For better or for worse, most white people have two popular avenues of contact with native Americans: casino gambling or Louise Erdrich. My money's on Erdrich, with whom the odds of winning something of real value are essentially guaranteed.
The daughter of a Chippewa mother and a German-American father, this Minnesota author won critical and popular success with her first novel, "Love Medicine," in 1984. Since then, through a steady accumulation of beautiful, often funny books set around an Ojibwe reservation, she's created the most compelling literary landscape since Faulkner's Yoknapatawpha County.
The brevity of her latest, "Four Souls," makes it a tempting entry point for readers new to her canon. And whether we like it or not, length takes on special importance for English teachers trying to add quality multicultural voices to an already packed curriculum. But "Four Souls" is clearly part of a larger, organic whole - something for fans to savor and another compelling reason for readers who don't know her to start at the beginning.
Like all Erdrich's novels, this one is about healing, physical and spiritual recovery in all its agony and beauty. Fleur Pillager is the last survivor of a long line of medicine women. Estranged from her only daughter and deeply embittered, she sets out on a mission to kill John James Mauser, a wealthy businessman who swindled many native Americans, including her family, out of their land.
When she arrives at the door of his mansion - built from her sacred trees - she immediately gets a job as a laundrywoman. John James Mauser produces an extraordinary amount of dirty laundry (one or two complete bed changes per night), owing to a peculiar affliction that makes him sweat profusely. He also suffers from frequent seizures, another legacy of his service in World War I, which has left him weak and miserable.
So weak and miserable, in fact, that Fleur cannot kill him. Though "she got to know the house the way a hunter knows the woods," her prey is too decrepit. "When Fleur saw how Mauser already suffered, she felt cheated of her revenge. She wanted the man healthy so that she could destroy him fresh." First, she must nurse him back to health, kneading the tension from his muscles and banishing the demons from his brain.
Her patience is boundless. She keeps his linens brilliant white even while pursuing her dark plans, but somewhere in the process, Mauser falls in love with her, and Fleur is ensnared in her own plot. "Affection," Erdrich writes, "takes one by surprise."
Two narrators convey this strange tale. The first is Mauser's lonely sister-in-law, Polly, who hired Fleur to clean their linens, unaware that she was bringing one of Mauser's many victims into the house. She's been studying her sister's sterile marriage for years, serving as a kind of embittered handmaid. By the time she realizes the threat that Fleur poses, it's too late.
The second narrator is Nanapush, a marvelous Ojibwe storyteller who has appeared in other Erdrich novels. Interspersed with chapters from Polly, his installments fill in Fleur's painful history and the twisted progress of her plot against Mauser.
Halfway through the novel, he shifts to the tale of his own revenge plans against a "special foe," an old rival for his wife's affections whom he's tried to kill many times. Nanapush is equal parts wisdom and slapstick, a narrator willing to relive his own humiliation in the service of a good story. "Jealousy is a powerful many-toothed creature," he notes, "whose bite leaves a poison in the blood."
"Do you know what I'm telling you is a reflection of errors? There was Fleur's vengeance, which you'll see has an outcome unpredicted," Nanapush says, and "my vengeance, which led down paths of perfect foolishness but which, at each juncture, seemed logical and sane."
Actually, the logic and sanity of his plans are not always so obvious. He almost kills his wife while trying to ensnare his foe. His extra- special love potion gets eaten by his archenemy's dog, which, as you might imagine, leads to unintended results. He drinks a case of peace-offering wine before he makes it home. And in the most hilarious episode, he appears as a transvestite at a special council meeting.
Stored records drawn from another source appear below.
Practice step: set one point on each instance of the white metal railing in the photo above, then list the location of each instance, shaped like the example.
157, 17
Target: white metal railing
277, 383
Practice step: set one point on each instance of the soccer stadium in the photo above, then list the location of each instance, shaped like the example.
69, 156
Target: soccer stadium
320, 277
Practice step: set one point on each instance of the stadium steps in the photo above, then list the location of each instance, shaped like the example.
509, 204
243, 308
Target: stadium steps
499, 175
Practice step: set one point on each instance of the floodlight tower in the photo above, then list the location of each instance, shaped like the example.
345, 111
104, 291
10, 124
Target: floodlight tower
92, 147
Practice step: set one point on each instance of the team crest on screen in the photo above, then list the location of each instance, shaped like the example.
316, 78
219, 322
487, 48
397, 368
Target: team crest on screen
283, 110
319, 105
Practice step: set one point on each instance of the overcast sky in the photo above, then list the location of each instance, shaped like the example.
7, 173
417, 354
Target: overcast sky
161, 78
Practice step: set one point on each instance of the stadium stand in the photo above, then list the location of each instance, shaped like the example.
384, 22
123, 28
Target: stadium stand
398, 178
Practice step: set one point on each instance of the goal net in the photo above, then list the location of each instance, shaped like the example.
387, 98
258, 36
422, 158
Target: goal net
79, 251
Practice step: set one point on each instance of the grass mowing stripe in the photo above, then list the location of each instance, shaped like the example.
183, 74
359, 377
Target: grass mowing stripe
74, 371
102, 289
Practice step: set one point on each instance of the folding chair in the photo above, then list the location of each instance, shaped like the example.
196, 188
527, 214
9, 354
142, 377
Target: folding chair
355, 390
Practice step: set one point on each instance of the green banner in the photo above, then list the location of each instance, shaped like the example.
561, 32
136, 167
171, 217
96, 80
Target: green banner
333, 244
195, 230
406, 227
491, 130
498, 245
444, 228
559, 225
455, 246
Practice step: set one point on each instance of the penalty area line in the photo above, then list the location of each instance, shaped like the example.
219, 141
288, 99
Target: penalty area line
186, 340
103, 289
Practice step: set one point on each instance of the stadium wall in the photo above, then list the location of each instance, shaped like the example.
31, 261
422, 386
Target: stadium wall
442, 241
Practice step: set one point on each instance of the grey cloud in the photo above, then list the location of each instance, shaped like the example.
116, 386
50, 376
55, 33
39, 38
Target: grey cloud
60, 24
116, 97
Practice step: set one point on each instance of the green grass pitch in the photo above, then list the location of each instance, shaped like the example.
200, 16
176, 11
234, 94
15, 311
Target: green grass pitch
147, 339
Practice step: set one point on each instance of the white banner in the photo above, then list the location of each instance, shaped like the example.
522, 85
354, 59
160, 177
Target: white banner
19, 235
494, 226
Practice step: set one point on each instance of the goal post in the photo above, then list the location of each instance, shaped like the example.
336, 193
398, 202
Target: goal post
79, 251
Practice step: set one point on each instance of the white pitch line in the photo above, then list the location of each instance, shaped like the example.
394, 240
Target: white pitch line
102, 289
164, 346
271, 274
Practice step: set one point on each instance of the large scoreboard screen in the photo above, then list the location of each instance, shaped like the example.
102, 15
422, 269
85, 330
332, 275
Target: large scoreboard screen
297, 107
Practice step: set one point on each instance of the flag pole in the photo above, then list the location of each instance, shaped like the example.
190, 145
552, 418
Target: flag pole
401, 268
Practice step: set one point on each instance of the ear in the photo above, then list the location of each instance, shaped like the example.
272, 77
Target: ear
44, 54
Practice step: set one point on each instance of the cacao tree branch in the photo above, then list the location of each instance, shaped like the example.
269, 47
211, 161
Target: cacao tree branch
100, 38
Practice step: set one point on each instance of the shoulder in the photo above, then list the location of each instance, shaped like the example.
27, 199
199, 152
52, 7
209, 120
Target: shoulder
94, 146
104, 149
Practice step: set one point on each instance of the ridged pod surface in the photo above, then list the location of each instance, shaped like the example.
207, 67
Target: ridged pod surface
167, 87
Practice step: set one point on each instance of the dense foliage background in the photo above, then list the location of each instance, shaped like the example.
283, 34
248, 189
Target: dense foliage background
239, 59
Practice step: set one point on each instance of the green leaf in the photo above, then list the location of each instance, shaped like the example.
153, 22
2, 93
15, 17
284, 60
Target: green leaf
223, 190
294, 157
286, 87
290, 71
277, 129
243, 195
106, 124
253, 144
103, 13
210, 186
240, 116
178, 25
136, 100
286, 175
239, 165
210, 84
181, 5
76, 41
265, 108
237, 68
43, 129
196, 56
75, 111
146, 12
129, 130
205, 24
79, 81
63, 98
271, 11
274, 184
There's a "Midsummer Night's Dream" quality to Nanapush's antics, humor laced into the mystery of the forest and the power of this rich language. Determined to kill his foe and reignite his wife's ardor, poor Nanapush, instead, just keeps digging himself in deeper and deeper, sliding along the exponential scale of comedy that Erdrich calculates so well.
Tragedies strike in these tales, but they're built on a foundation of real love. Erdrich manages to control the flashes of anger and frustration that can melt suddenly into a very different metal. What's so satisfying is the way the two revenge plots reach a convergence that's neither depressing nor silly, but deeply moving.
Nanapush's wife eventually begins to narrate her own chapters, explaining the spiritual process that Fleur must endure to recover from what she has suffered and from what she has inflicted.
She also assures us of her enduring affection for Nanapush. "No matter how foolishly my husband behaved," his long-suffering wife says, "no matter how dreadful his mistakes, jokes, and sins, he loved me. In that, my suspicious woman's heart came to trust."
Erdrich's most striking contribution may be her articulation of a value system that's wholly contrary to the culture of accumulation and competition that we're eager to export in our great white way. Given the vibrant success of her novels, the Indian wars may not be over after all.